A lighthearted look at news, events, culture and everyday life in New York. The opinions expressed are solely those of the writer.
By Nina Pajak
Sochi, Sochi, Sochi. Sooochi. So-shee. So-chee.
At least it’s a fun word to say. How do you say it, again?
Whatever your thoughts regarding the location for the 22nd Winter Olympics–say, that it’s a bastion of corrupt government, human rights violations, terrorism, mass dog murder, and egregiously poor budgeting, for instance–I think it’s important to remember that it’s all about the games now. These athletes have worked their whole lives to represent their countries on the world stage, and it’s pretty darn amazing to watch them do their thing. It isn’t their fault the IOC is filled with a bunch of stinky buttheads whose decision-making skills are dubious at best. So despite the fact that I would like to type a bunch of unprintable words right now, I’m going to compartmentalize and simply cheer on our compatriots as they hurl their finely-tuned bodies down mountains and luges and into the air and across ice. I love winter sports.

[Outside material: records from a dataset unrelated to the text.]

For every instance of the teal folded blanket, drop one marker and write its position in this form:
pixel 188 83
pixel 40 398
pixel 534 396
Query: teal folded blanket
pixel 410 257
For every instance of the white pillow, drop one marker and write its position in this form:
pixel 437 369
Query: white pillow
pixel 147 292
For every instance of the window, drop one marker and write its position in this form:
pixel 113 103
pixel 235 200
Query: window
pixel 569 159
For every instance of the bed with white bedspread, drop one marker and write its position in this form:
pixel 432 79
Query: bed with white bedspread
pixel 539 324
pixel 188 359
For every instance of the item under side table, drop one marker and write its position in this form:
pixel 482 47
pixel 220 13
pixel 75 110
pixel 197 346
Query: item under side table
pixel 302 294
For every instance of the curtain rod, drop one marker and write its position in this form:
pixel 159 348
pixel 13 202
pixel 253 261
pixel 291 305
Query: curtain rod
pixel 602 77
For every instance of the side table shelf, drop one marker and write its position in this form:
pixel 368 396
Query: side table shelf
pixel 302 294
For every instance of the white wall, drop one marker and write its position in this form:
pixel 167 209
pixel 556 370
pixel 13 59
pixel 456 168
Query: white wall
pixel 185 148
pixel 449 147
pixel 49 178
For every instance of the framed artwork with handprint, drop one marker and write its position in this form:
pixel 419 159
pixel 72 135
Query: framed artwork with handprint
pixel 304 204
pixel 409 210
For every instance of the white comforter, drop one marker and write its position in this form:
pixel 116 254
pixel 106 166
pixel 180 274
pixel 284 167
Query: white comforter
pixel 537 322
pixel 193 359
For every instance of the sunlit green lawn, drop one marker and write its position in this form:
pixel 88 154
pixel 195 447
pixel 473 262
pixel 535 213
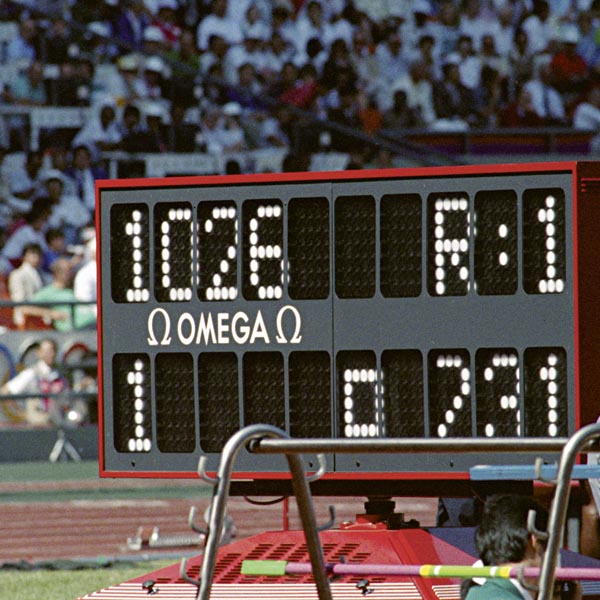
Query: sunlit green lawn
pixel 68 585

I mean watching them, of course. Not participating in them. Oh goodness me, no.
That’s okay. Those attempting to shepherd babies and young children through these brutal winter months have their own challenges with which to contend. Perhaps they don’t require the same level of training and preparation as the ones on display in Sochi right now, which is good because the athletes largely have none of each, whatsoever. But make no mistake: these sports are mentally and physically taxing, and not for the faint of heart. Welcome to the 2014 Winter Parenting Olympic Games.

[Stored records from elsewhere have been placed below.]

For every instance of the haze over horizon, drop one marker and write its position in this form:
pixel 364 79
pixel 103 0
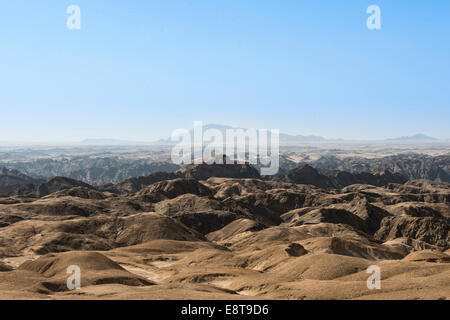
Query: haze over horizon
pixel 138 71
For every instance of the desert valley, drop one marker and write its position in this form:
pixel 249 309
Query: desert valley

First, we’ve got the Freestyle Cross Country Stroller Walk. Athletes must contend with massive snowbanks blocking corners, sidewalks coated in an uneven, inches-deep layer of sheer ice, snow-narrowed streets and walkways, irritated pedestrians, irresponsible winter drivers, and invisible puddles camouflaged by slush all while steering a device which contains precious cargo and was barely intended to go outdoors, let alone off-road. Points are lost and awarded for speed, safety, grace, creativity (in swearing under ones breath), and perseverence when that sucker just. Won’t. Go.
Switching gears, the sport of Indoor Endurance (solo and pairs) is a game played above-the-neck. Competitors are placed in a confined space with a tiny, irrational, often non-verbal human whose every need and whim must be addressed and who has the attention span of a goldfish. Solo athletes must not only survive by their wits and ingenuity, but must also remain awake in touch with reality throughout the course of play. Pairs teams must both emerge alive and uninjured to be considered for a medal.
When children are kept indoors, they are understimulated. Understimulated children tend to resent the very suggestion that they should take a nap. Similar to its Summer Olympics counterpart, Naptime Cage Match, the Winter game of Pacifier Hurling involves speed, reflexes, and strength. Participants must dodge, retrieve, and replace dozens of pacifiers being furiously chucked from the baby’s crib, all without disrupting the quiet or turning on the lights. They will come fast and furious and land in all corners of the room, hidden under and behind furniture. These athletes are renowned for their deep knee bends, squats, jumps, and cat-like movements. Between Olympics, many of them also compete in the XYZ-Games’ storied High Chair Gauntlet, a similar if more intense version of this event.
Baby Wrestling is something of a sport for all seasons. The Winter version challenges athletes to stuff an irate, squirming, stiff, uncooperative, overheated baby into a warm coat, mittens, a hat, and booties. Gear must be properly and completely zipped and buttoned, and items removed by the baby at any point en route to the finish line mean instant disqualification.
There’s also the Don’t Eat Carbs event, during which parents must will themselves not to stuff simple carbohydrates in their mouths throughout the day, during the intermittent two-minute intervals they’re given to eat something while the baby is playing quietly, sleeping, or distracted. Likewise, there’s the ever-popular How Many Tortilla Chips Can You Stress Eat Before You Can’t Ignore The Crying Any Longer, which is very popular among athletes who cross-compete in games like the aforementioned Naptime Cage Match and Cry It Out Battle of Wills.
The 2014 Winter Parenting Olympics is sponsored by the Polar Vortex, Wintry Mix, and white wine. A whole lot of white wine.